The irony is a dual one, because it was China that first cautioned the USSR about the idealistic and utopian nature of the project of “peaceful economic competition” with the West, but later pursued it with greater zeal and success than the USSR ever did or could. In the 1960s and 1970s, China had established a methodology of identifying the contradictions in the world at any given period and went on to hierarchize those contradictions. The listing would naturally shift over time and became irrationally anti-Soviet at one point; an irrationality that lasted a long period. However, the methodology of discerning, identifying and ranking contradictions was a realistic one, because it alerted China or anyone who used the dialectical framework, to the reality of antagonism, of hostility, in the world arena.

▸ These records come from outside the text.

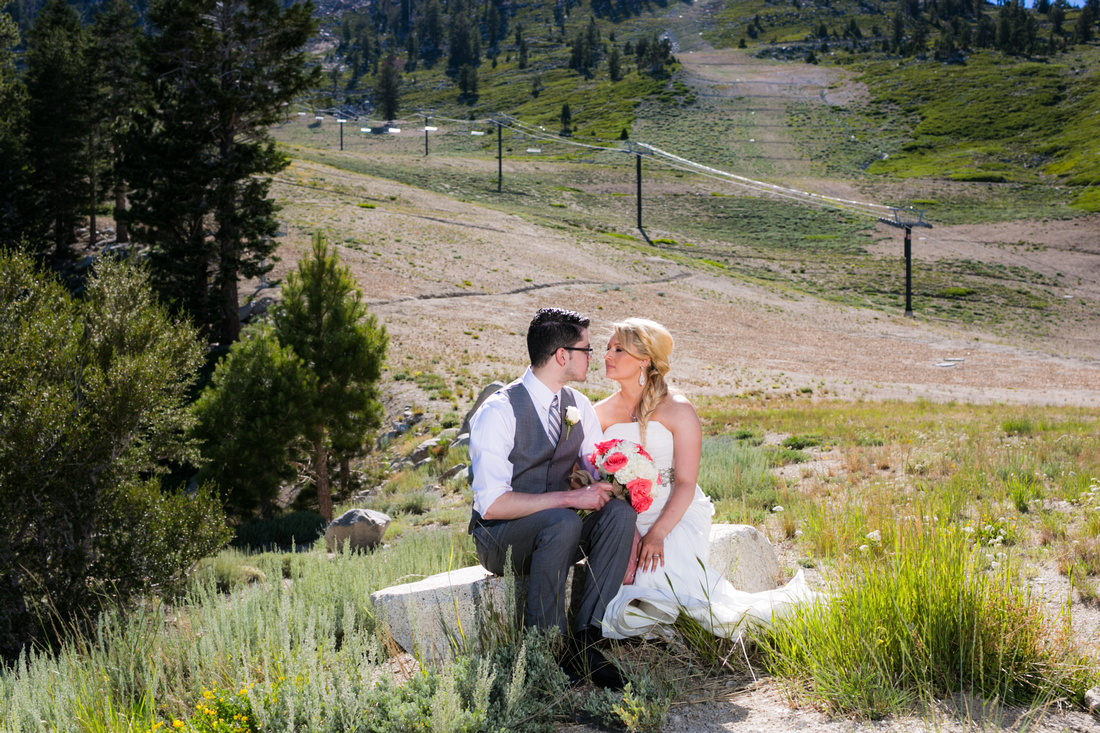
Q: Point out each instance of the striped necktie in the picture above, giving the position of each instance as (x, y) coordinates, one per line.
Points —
(553, 422)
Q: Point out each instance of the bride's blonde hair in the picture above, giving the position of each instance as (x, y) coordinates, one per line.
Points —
(647, 339)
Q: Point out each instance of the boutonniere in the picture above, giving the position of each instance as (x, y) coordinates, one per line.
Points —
(572, 417)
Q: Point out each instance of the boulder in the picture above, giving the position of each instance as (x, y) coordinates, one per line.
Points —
(744, 556)
(453, 471)
(485, 393)
(433, 616)
(361, 529)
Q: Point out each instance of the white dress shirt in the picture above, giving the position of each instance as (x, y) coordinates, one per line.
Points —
(493, 436)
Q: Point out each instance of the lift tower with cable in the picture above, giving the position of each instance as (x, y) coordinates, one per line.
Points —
(903, 219)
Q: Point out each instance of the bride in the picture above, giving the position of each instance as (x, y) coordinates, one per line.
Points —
(671, 575)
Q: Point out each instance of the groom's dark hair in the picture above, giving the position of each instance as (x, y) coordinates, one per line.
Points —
(551, 329)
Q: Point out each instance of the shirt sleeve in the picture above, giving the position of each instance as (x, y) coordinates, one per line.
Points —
(593, 433)
(492, 438)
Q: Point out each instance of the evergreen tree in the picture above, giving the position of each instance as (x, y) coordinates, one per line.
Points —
(1082, 29)
(322, 319)
(58, 84)
(413, 51)
(250, 419)
(468, 80)
(1057, 17)
(18, 218)
(431, 32)
(221, 73)
(461, 44)
(92, 406)
(387, 89)
(493, 25)
(116, 37)
(615, 65)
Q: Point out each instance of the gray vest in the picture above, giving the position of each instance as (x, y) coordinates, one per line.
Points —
(537, 465)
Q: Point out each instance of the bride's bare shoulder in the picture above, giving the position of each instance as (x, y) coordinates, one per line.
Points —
(675, 409)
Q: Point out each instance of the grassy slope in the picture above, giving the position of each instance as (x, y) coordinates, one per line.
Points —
(993, 118)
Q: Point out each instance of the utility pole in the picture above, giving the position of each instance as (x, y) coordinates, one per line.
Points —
(904, 219)
(427, 129)
(637, 151)
(499, 120)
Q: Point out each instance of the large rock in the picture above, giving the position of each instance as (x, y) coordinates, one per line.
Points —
(437, 615)
(359, 528)
(485, 393)
(744, 556)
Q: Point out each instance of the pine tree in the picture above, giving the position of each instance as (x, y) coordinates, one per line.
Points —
(58, 75)
(615, 65)
(387, 89)
(221, 73)
(322, 319)
(92, 402)
(18, 219)
(1082, 29)
(116, 36)
(431, 32)
(250, 418)
(461, 43)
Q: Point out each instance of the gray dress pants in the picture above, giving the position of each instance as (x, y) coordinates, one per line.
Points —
(546, 544)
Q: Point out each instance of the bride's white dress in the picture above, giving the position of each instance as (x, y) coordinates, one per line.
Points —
(685, 584)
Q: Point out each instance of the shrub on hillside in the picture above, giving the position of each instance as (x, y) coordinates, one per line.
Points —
(297, 528)
(91, 411)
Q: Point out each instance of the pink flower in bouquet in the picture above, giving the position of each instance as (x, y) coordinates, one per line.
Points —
(614, 462)
(629, 469)
(640, 496)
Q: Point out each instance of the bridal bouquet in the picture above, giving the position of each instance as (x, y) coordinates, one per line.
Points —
(629, 469)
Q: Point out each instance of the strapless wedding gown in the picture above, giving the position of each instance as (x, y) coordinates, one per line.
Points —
(685, 584)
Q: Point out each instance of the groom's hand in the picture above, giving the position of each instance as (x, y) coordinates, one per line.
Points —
(592, 498)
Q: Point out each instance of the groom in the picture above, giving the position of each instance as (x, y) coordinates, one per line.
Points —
(524, 442)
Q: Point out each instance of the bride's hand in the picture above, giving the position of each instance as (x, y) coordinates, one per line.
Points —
(651, 553)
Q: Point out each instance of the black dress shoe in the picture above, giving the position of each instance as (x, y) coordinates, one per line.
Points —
(583, 659)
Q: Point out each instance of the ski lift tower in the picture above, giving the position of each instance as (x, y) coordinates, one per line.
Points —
(499, 119)
(904, 219)
(637, 150)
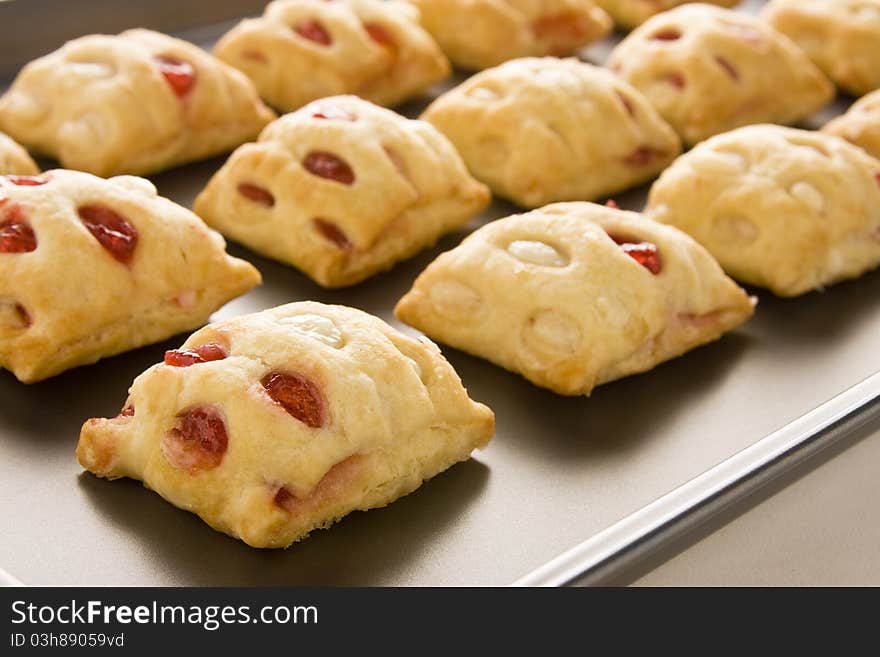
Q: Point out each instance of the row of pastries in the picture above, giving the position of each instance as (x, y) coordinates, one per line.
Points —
(350, 412)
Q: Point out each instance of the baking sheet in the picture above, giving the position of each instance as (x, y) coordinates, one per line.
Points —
(558, 471)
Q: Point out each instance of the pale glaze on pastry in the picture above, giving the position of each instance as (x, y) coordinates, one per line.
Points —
(134, 103)
(709, 70)
(276, 423)
(92, 267)
(539, 130)
(342, 189)
(841, 36)
(302, 50)
(574, 295)
(789, 210)
(478, 34)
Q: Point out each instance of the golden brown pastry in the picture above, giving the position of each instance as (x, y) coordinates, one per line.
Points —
(861, 124)
(632, 13)
(91, 267)
(342, 189)
(302, 50)
(709, 70)
(574, 295)
(14, 159)
(134, 103)
(478, 34)
(789, 210)
(841, 36)
(539, 130)
(273, 424)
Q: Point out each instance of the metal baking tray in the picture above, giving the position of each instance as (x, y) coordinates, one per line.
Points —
(600, 480)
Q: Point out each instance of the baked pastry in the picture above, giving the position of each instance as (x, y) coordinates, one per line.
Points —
(709, 70)
(302, 50)
(789, 210)
(861, 124)
(632, 13)
(273, 424)
(574, 295)
(342, 189)
(90, 268)
(478, 34)
(841, 36)
(134, 103)
(14, 159)
(538, 130)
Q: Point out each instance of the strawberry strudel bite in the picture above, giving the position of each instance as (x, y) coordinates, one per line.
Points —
(15, 160)
(478, 34)
(708, 70)
(274, 424)
(746, 193)
(538, 130)
(302, 50)
(574, 295)
(135, 103)
(342, 189)
(91, 267)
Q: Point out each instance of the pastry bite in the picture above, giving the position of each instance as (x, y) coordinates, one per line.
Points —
(629, 14)
(708, 70)
(789, 210)
(574, 295)
(841, 36)
(135, 103)
(861, 124)
(274, 424)
(478, 34)
(91, 267)
(15, 160)
(342, 189)
(302, 50)
(539, 130)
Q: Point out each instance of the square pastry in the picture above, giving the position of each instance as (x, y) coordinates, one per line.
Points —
(274, 424)
(632, 13)
(302, 50)
(574, 295)
(478, 34)
(841, 36)
(342, 189)
(861, 124)
(134, 103)
(539, 130)
(789, 210)
(14, 160)
(708, 70)
(91, 267)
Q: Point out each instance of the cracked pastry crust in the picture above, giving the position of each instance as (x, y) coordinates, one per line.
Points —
(478, 34)
(539, 130)
(789, 210)
(632, 13)
(574, 295)
(14, 159)
(274, 424)
(709, 70)
(302, 50)
(135, 103)
(861, 124)
(841, 36)
(342, 189)
(90, 268)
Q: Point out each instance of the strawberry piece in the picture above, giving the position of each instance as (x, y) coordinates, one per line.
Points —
(297, 395)
(180, 74)
(113, 232)
(201, 354)
(327, 165)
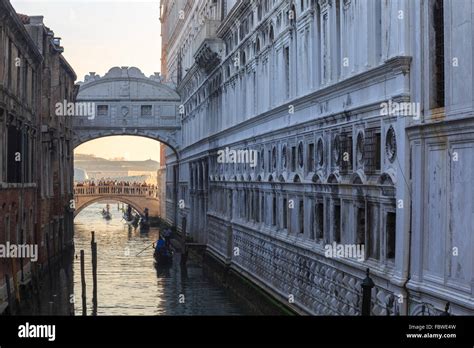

If the world’s foremost military power which disposes of the greatest destructive force known by history, regards one or more countries as adversaries, indeed as The Other(s), and backs up this policy perspective with the actual offensive disposition and concentration of men and material over time, then basic survival instinct should dictate that the states designated and treated as adversaries should seek to combine their military and non-military strengths to countervail and deter such a power which regards them with hostility and as threats. There are several such countries but only two such great powers, and these are Russia and China, in whichever order. Those who opine that Russia can slip out of this siege by living down a perception of a special relationship with China and associating as closely or even more closely with other great or big powers, seem to forget that Western moves against Russia’s interests preceded its renewed hostility to China.
The bottom line is that in any objective, dialectical and historical Realist analysis of Russia’s core interests, no relationship with Europe can be a substitute or even on par with a partnership with China. Not all vectors are equal, and some are certainly more equal than others.
Since neither Russia nor China can countervail the US-led Western alliance on its own, a closer equation is needed between the two than between either Russia or China and any other big power or powers. No other big power, however friendly, is the target of unremitting and adversarial Western action, and therefore will not take the same risks for either Russia or China as each of them should logically do for each other, since they both stand threatened and targeted. A Concert of Big Powers cannot be a substitute for a defensive United Front or coalition of states, of which the Russia-China relationship will be the main alliance, consisting of those sovereign states actively threatened in a military-economic sense by the West.
These are the strictly personal views of the author.